Hi Pavel,
we use nbd for our diskless systems, and it looks to me like that
it has some serious problems in 2.5.x... Can you apply this patch
and forward it to Linus?
There were:
* Missing disk's queue initialization
* Driver should use list_del_init: put_request now verifies
that req->queuelist is empty, and list_del was incompatible
with this.
* I converted nbd_end_request back to end_that_request_{first,last}
as I saw no reason why driver should do it itself... and
blk_put_request has no place under queue_lock, so apparently when
semantic changed nobody went through drivers...
Thanks,
Petr Vandrovec
[email protected]
diff -urdN linux/drivers/block/nbd.c linux/drivers/block/nbd.c
--- linux/drivers/block/nbd.c 2003-02-28 20:56:05.000000000 +0100
+++ linux/drivers/block/nbd.c 2003-03-01 22:53:36.000000000 +0100
@@ -76,22 +76,15 @@
{
int uptodate = (req->errors == 0) ? 1 : 0;
request_queue_t *q = req->q;
- struct bio *bio;
- unsigned nsect;
unsigned long flags;
#ifdef PARANOIA
requests_out++;
#endif
spin_lock_irqsave(q->queue_lock, flags);
- while((bio = req->bio) != NULL) {
- nsect = bio_sectors(bio);
- blk_finished_io(nsect);
- req->bio = bio->bi_next;
- bio->bi_next = NULL;
- bio_endio(bio, nsect << 9, uptodate ? 0 : -EIO);
+ if (!end_that_request_first(req, uptodate, req->nr_sectors)) {
+ end_that_request_last(req);
}
- blk_put_request(req);
spin_unlock_irqrestore(q->queue_lock, flags);
}
@@ -243,7 +236,7 @@
req = list_entry(tmp, struct request, queuelist);
if (req != xreq)
continue;
- list_del(&req->queuelist);
+ list_del_init(&req->queuelist);
spin_unlock(&lo->queue_lock);
return req;
}
@@ -322,7 +315,7 @@
spin_lock(&lo->queue_lock);
if (!list_empty(&lo->queue_head)) {
req = list_entry(lo->queue_head.next, struct request, queuelist);
- list_del(&req->queuelist);
+ list_del_init(&req->queuelist);
}
spin_unlock(&lo->queue_lock);
if (req) {
@@ -387,7 +380,7 @@
if (req->errors) {
printk(KERN_ERR "nbd: nbd_send_req failed\n");
spin_lock(&lo->queue_lock);
- list_del(&req->queuelist);
+ list_del_init(&req->queuelist);
spin_unlock(&lo->queue_lock);
nbd_end_request(req);
spin_lock_irq(q->queue_lock);
@@ -592,6 +585,7 @@
disk->first_minor = i;
disk->fops = &nbd_fops;
disk->private_data = &nbd_dev[i];
+ disk->queue = &nbd_queue;
sprintf(disk->disk_name, "nbd%d", i);
set_capacity(disk, 0x3ffffe);
add_disk(disk);
Hi!
> we use nbd for our diskless systems, and it looks to me like that
> it has some serious problems in 2.5.x... Can you apply this patch
> and forward it to Linus?
>
> There were:
> * Missing disk's queue initialization
> * Driver should use list_del_init: put_request now verifies
> that req->queuelist is empty, and list_del was incompatible
> with this.
> * I converted nbd_end_request back to end_that_request_{first,last}
> as I saw no reason why driver should do it itself... and
> blk_put_request has no place under queue_lock, so apparently when
> semantic changed nobody went through drivers...

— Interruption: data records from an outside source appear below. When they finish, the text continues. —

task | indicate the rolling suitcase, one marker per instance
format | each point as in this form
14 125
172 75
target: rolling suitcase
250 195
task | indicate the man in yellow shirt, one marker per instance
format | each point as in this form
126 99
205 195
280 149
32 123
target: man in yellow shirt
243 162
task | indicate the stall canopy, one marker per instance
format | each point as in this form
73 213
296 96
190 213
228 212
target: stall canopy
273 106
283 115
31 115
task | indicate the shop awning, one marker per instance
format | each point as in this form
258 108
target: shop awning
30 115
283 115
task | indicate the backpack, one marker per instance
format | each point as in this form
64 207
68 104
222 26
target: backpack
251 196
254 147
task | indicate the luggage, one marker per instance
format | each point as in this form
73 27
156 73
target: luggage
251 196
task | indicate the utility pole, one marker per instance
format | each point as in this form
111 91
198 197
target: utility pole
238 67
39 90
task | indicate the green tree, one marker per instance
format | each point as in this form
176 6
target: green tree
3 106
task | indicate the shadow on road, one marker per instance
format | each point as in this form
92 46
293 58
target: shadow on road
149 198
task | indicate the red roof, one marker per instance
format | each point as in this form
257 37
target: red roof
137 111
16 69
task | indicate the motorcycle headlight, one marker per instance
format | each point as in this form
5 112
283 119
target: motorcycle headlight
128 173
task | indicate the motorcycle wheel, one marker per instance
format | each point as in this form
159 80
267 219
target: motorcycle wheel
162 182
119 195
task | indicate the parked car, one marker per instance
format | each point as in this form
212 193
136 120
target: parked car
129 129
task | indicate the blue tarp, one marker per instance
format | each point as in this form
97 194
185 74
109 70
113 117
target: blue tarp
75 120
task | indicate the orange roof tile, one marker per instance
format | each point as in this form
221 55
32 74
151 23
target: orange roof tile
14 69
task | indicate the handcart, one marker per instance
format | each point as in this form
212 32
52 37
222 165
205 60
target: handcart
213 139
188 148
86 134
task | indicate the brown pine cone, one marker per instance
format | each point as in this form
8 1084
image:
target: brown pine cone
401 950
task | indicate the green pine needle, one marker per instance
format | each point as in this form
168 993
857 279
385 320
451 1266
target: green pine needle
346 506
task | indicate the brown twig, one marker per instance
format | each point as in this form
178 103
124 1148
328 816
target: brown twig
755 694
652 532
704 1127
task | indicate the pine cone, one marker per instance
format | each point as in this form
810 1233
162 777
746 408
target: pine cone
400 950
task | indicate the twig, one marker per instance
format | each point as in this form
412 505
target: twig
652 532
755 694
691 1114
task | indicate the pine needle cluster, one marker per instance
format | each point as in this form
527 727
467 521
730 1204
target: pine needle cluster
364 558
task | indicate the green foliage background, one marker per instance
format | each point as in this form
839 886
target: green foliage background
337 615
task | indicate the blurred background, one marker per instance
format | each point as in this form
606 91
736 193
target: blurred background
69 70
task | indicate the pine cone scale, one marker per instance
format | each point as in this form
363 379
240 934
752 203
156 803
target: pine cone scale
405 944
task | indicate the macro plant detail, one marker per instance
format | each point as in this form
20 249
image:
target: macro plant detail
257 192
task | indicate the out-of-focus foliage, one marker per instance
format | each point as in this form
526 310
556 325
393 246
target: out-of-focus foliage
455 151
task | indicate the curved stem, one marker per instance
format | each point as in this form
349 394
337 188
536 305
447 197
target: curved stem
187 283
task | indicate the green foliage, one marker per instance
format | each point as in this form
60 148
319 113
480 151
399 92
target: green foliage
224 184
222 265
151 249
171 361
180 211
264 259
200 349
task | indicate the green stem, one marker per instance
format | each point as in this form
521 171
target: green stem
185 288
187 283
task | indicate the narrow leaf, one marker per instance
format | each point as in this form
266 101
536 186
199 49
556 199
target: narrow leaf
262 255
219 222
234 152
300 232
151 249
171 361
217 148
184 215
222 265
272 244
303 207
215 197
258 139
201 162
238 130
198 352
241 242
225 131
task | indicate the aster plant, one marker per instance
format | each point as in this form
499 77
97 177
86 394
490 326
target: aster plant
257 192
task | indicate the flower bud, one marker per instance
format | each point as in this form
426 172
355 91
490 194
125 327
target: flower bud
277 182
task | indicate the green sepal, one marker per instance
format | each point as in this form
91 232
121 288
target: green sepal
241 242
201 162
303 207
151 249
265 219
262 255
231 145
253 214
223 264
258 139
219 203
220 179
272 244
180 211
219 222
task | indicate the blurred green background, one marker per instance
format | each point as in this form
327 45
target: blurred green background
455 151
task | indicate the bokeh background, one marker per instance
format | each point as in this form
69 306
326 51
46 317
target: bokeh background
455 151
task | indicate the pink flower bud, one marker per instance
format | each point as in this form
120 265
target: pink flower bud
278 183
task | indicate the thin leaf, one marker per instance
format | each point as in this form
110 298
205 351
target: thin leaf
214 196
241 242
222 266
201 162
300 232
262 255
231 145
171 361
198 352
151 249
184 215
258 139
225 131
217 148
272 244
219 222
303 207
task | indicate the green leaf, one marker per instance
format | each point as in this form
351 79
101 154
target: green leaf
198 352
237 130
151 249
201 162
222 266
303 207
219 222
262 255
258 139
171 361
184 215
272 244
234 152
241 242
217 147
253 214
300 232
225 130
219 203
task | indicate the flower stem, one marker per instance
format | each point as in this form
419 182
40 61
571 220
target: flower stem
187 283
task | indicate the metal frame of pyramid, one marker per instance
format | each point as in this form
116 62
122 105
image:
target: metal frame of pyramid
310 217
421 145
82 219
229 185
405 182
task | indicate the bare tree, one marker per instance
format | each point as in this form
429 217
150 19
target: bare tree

I do not think this is good idea. I am not sure who converted it to
bio, but he surely had good reason to do that.
> diff -urdN linux/drivers/block/nbd.c linux/drivers/block/nbd.c
> --- linux/drivers/block/nbd.c 2003-02-28 20:56:05.000000000 +0100
> +++ linux/drivers/block/nbd.c 2003-03-01 22:53:36.000000000 +0100
> @@ -76,22 +76,15 @@
> {
> int uptodate = (req->errors == 0) ? 1 : 0;
> request_queue_t *q = req->q;
> - struct bio *bio;
> - unsigned nsect;
> unsigned long flags;
>
> #ifdef PARANOIA
> requests_out++;
> #endif
> spin_lock_irqsave(q->queue_lock, flags);
> - while((bio = req->bio) != NULL) {
> - nsect = bio_sectors(bio);
> - blk_finished_io(nsect);
> - req->bio = bio->bi_next;
> - bio->bi_next = NULL;
> - bio_endio(bio, nsect << 9, uptodate ? 0 : -EIO);
> + if (!end_that_request_first(req, uptodate, req->nr_sectors)) {
> + end_that_request_last(req);
> }
> - blk_put_request(req);
> spin_unlock_irqrestore(q->queue_lock, flags);
> }
>
--
Horseback riding is like software...
...vgf orggre jura vgf serr.
On 3 Mar 03 at 19:39, Pavel Machek wrote:
> > we use nbd for our diskless systems, and it looks to me like that
> > it has some serious problems in 2.5.x... Can you apply this patch
> > and forward it to Linus?
> >
> > There were:
> > * Missing disk's queue initialization
> > * Driver should use list_del_init: put_request now verifies
> > that req->queuelist is empty, and list_del was incompatible
> > with this.
> > * I converted nbd_end_request back to end_that_request_{first,last}
> > as I saw no reason why driver should do it itself... and
> > blk_put_request has no place under queue_lock, so apparently when
> > semantic changed nobody went through drivers...
>
> I do not think this is good idea. I am not sure who converted it to
> bio, but he surely had good reason to do that.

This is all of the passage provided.